A better-than-expected recovery in cement realisations, led by price hikes since the start of April, helped the company beat cost pressures too. Per-tonne power and fuel costs increased 22 per cent year-on-year (y-o-y), while freight cost jumped 25 per cent y-o-y, because of rising coal and pet coke prices and a spike in fuel prices. But, the recovery of cement prices in eastern India, now averaging at Rs 291 per 50 kg in the June quarter (Q1) from Rs 283 seen in the March quarter (flat y-o-y), helped. The y-o-y boost to realisations was provided by northern India, with per bag cement prices at Rs 295, up significantly from Rs 278 seen in the year-ago quarter (flat sequentially). Overall, the company’s cement realisations improved five per cent y-o-y and nine per cent sequentially.
Cement volumes, at 5.92 million tonne (mt), grew 14.6 per cent y-o-y and met analysts’ estimates. Analysts at Motilal Oswal Securities had pegged the June quarter cement volumes at 5.9 mt, led by ramp-up of capacity in the eastern market.

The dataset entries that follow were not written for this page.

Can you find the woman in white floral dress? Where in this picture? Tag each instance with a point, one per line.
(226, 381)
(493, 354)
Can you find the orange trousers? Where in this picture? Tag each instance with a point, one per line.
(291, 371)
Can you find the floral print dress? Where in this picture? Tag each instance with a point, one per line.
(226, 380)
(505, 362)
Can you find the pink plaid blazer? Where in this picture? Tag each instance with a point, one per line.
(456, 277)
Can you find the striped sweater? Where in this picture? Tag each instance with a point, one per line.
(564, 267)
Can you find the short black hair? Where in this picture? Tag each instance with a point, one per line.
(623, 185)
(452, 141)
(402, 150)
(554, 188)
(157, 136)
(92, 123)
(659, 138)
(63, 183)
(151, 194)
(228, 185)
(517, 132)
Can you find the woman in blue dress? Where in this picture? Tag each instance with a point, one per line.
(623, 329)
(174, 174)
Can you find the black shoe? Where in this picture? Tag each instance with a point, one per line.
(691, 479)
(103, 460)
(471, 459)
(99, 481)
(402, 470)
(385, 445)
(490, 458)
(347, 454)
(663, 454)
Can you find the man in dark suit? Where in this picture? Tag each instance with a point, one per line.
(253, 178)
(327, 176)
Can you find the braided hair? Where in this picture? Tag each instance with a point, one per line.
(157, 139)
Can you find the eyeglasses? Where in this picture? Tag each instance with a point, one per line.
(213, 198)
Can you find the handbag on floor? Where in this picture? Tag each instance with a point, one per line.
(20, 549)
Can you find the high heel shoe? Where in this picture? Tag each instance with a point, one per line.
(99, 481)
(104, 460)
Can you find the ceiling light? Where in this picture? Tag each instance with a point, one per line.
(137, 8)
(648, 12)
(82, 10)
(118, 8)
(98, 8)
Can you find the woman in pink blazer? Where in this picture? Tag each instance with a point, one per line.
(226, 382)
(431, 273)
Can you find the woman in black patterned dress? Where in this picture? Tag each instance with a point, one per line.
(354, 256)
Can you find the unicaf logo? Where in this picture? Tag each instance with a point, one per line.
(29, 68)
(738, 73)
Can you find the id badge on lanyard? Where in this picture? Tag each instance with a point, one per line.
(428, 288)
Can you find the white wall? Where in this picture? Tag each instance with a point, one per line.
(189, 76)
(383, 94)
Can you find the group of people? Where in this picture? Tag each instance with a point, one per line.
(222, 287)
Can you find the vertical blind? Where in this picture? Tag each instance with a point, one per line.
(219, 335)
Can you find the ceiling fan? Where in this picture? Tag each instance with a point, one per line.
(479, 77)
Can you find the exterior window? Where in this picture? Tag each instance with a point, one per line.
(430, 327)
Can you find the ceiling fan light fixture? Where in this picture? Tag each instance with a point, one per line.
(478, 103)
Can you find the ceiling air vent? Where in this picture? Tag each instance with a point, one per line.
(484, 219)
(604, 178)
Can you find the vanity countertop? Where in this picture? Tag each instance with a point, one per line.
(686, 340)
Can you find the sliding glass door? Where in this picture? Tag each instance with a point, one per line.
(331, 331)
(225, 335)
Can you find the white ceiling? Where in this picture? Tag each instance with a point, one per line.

Helped by growing volumes and realisations, revenues of the cement business at Rs 2,440.5 crore grew 20.9 per cent y-o-y and 9.2 per cent sequentially. Power revenues, at Rs 96 crore, however, declined 53.6 per cent y-o-y and 33.7 per cent sequentially. Thus, overall net sales at Rs 2,536 crore grew 15.4 per cent y-o-y and 6.6 per cent sequentially, but still came higher than estimates of Rs 2,513 crore.
While the power segment reported a loss of Rs 1.36 crore at the Ebitda level for Q1 against a profit of Rs 78.4 crore in year-ago period, and Rs 26 crore in previous quarter, Shree Cement’s overall Ebitda grew 33 per cent sequentially (down seven per cent y-o-y). Net profit at Rs 440 crore also grew 44.5 per cent sequentially (down 13.3 per cent y-o-y) and came 16 per cent higher than consensus estimates of Rs 379.5 crore. Not surprisingly, the stock surged 8.9 per cent from the day’s low to close at Rs 18,638.55, a net gain of 6.62 per cent on Monday.
Binod Modi, in analyst at Reliance Securities, said improved volumes and higher realisations from eastern markets aided the quarterly performance, despite cost pressures. But, with the recent sharp price correction seen in the these markets, he does not expect the company to repeat the performance without softening of operational costs going forward in FY18.